Bath is really lovely. Sort of like a fairytale city, all weathered stone, humongous churches and alleyways that lead to staircases that lead to more and more pretty streets. The windiness of the streets, and the frequency of beautiful buildings made it not hard to imagine some great, adventure or drama taking place not a street away. I was very inspired.
In the morning, I went to the Roman Baths, which were also rather spectacular. Bath is such an old city it’s kind of amazing: the Baths are still in remarkably good condition - and still warm! My visit to them was only slightly shadowed by the fact that there were about fifty screaming schoolchildren rushing about at the same time, but I enjoyed it anyway.
An unexpected treat was that with the audio guide you could press a button and listen to Bill Bryson (one of my favourite writers) talk about the his perceptions of the Baths. The largest Bath is the first one you see (although it would have been covered by a roof when the Romans used it), and it is an unexpectedly large, green, and still steaming pool. (That doesn’t make it sound intriguing, but it was actually quite beautiful). Bill Bryson’s observation was that the Baths are an excellent visual metaphor for history. You have to walk down from street level (present day) to the Baths (ancient times), and from there you can walk through the remains of various rooms, and see what has been recovered from the Baths.
There are coins that were thrown in offering and have become melded together into masses of metal over time.

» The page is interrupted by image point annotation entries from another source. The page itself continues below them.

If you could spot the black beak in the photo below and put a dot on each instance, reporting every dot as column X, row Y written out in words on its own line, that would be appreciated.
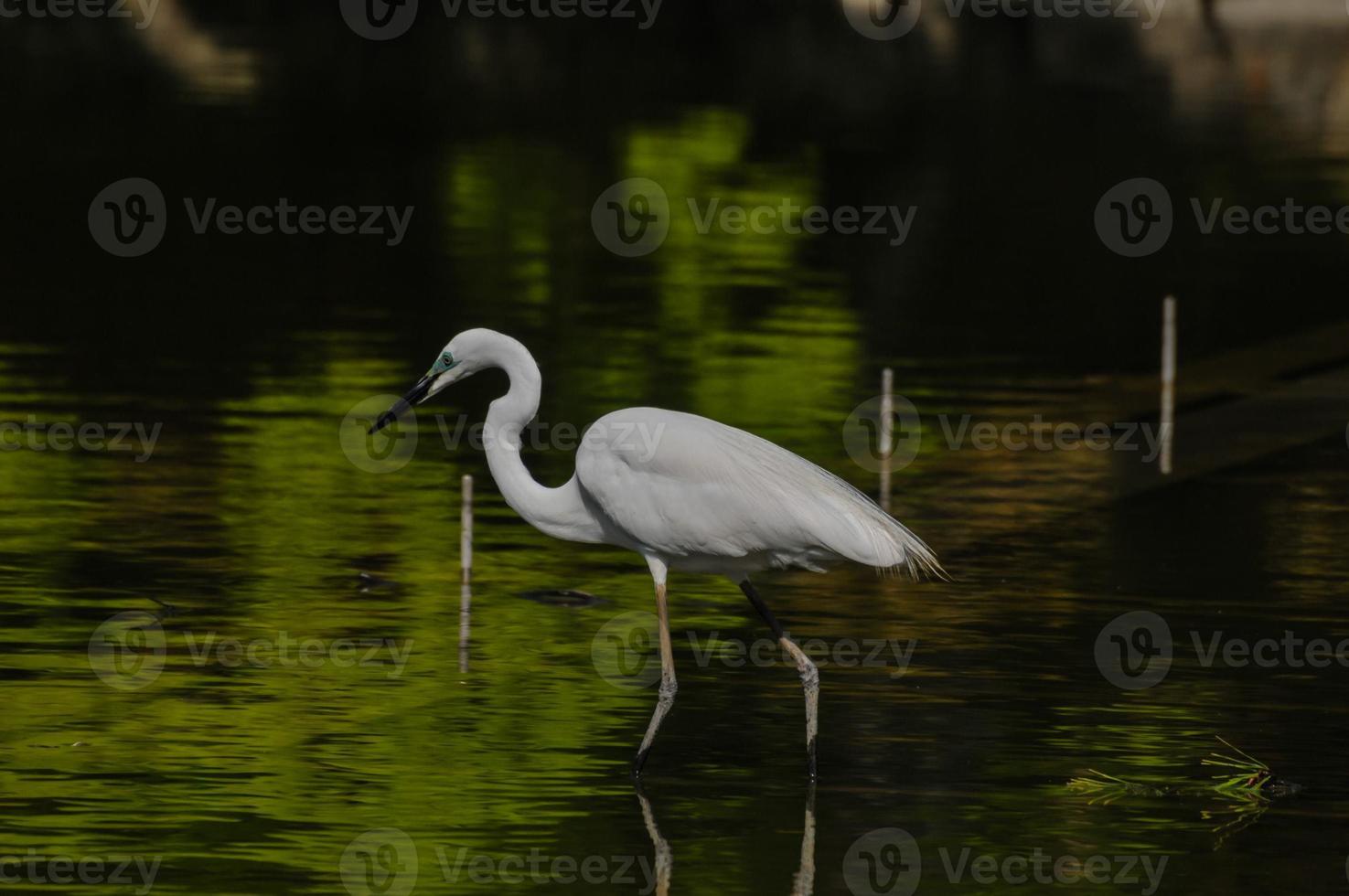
column 402, row 405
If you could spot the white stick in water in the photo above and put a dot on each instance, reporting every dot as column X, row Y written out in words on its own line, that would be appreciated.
column 466, row 529
column 466, row 563
column 886, row 433
column 1169, row 379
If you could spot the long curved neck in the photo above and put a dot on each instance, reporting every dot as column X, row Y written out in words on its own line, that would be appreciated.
column 556, row 512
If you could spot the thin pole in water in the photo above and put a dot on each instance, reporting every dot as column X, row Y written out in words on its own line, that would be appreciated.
column 466, row 564
column 1169, row 378
column 886, row 433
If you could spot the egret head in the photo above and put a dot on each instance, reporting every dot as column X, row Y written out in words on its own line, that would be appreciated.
column 460, row 357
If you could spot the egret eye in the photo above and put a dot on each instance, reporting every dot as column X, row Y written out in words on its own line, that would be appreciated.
column 442, row 365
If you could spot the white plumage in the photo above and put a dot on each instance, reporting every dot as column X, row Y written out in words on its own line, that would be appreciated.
column 686, row 493
column 712, row 498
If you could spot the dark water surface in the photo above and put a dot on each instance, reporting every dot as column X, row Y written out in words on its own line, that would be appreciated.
column 281, row 771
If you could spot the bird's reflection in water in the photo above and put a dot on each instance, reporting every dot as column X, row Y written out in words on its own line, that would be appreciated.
column 803, row 882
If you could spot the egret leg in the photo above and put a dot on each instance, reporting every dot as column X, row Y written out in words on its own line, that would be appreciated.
column 669, row 687
column 809, row 675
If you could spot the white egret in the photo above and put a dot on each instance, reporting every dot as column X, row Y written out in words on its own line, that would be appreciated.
column 684, row 491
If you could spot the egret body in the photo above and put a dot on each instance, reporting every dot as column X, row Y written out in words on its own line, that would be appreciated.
column 684, row 491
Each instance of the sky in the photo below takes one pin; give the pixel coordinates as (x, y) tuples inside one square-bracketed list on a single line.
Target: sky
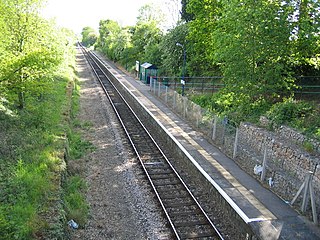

There are wonderful little carved gemstones, that may not have been offerings, and may in fact have slipped from rings on the fingers of unsuspecting bathers. There are fragmented altars (the Baths were a place to get clean and massaged, but also a place of business, and worship, dedicated to Minerva), and astonishing head of a bronze statue of Sulis Minerva, who was worshipped at the Baths. The Baths are naturally warm, positioned perfectly over a hot spring, and the Romans viewed them as gifts of the gods, and believe their waters to be possessed of healing powers.
One problem (and it’s a pretty big problem), was that lead was a metal that occurred in large quantities nearby Bath, and the water pipes that channelled water into the Baths were made of lead. The Baths themselves were also lined with sheets of lead, and people bathed in and drank that very same water. One of the last things you can do at the Baths is actually taste some of this water (purified, of course). I ran my fingers through it and was shocked that it was really quite warm. Following the actions of two French tourists who had gotten there first, I filled up a cup and took a sip. And it was horrible. Warm and metallic and just pretty disgusting. We all made faces, poured the water out, and moved on.
I spent the rest of the day wandering aimlessly through Bath. I walked across a bridge full of stone shops, and walked down to the river, past a number of cosy looking canal boats, and a massive rugby pitch. I found a park, and went into the Bath Abbey, which was huge and beautiful. I won’t try to do it justice, but it was absolutely gorgeous. I always love that moment I get in a cathedral when I realize that I can see everything, but there are no lightbulbs, and then look up at an immense, gorgeous ceiling full of stained glass windows and carved buttresses. Perfect.